Aujourd’hui, nous attendons d’autres équipements pour intégrer définitivement la phase industrielle.

Mehdi Bhouri, en voyant votre parcours, on réalise que vous faites les choses dans l’ordre en prenant votre temps, c’est comme d’autres start-up où tout évolue très rapidement. Pourquoi ?

Il s’agit de l’état d’esprit. Ari Maayan, Amérindien, est le premier qui a découvert les vertus de l’Astaxanthin extraite des algues. Je l’ai contacté et il a été très accueillant, il m’a soutenu et encouragé. Ce grand chercheur a une histoire préférée. C’est celle du colibri. C’est un oiseau très petit et très beau, il vole sur place et a une capacité extraordinaire de battre des ailes. La forêt est en flammes et tous les animaux s’affairent pour éteindre l’incendie. Le petit colibri va au fleuve, met de l’eau dans son bec et vient jeter les quelques gouttes sur les flammes. Mais l’incendie continuant à s’étendre, tous les animaux se sont enfuis sauf le colibri. Le pélican vint lui dire : “il faut être fou pour faire ce que tu fais, est-ce que tu crois qu’avec cette goutte d’eau que tu vas éteindre ce grand feu ?”. Le colibri lui répondit : “je ne sais pas si ça va éteindre le feu ou pas, l’essentiel c’est que j’assume ma responsabilité en combattant le feu avec ce que je peux”.

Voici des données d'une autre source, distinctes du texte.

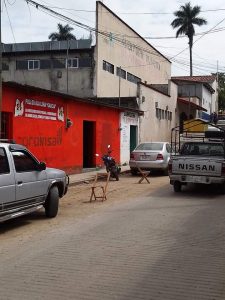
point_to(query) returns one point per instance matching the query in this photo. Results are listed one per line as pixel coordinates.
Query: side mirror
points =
(41, 166)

Le colibri a donné l’exemple. Il a une force double, la force de la volonté et la force du battement des ailes. Le battement des ailes, comme on raconte à propos de l’effet papillon, peut provoquer des changements considérables sous d’autres cieux. Energie, engagement, et détermination, c’est ainsi que nous pouvons réaliser nos ambitions. Je prends mon temps mais le plus important est que j’arrive à destination.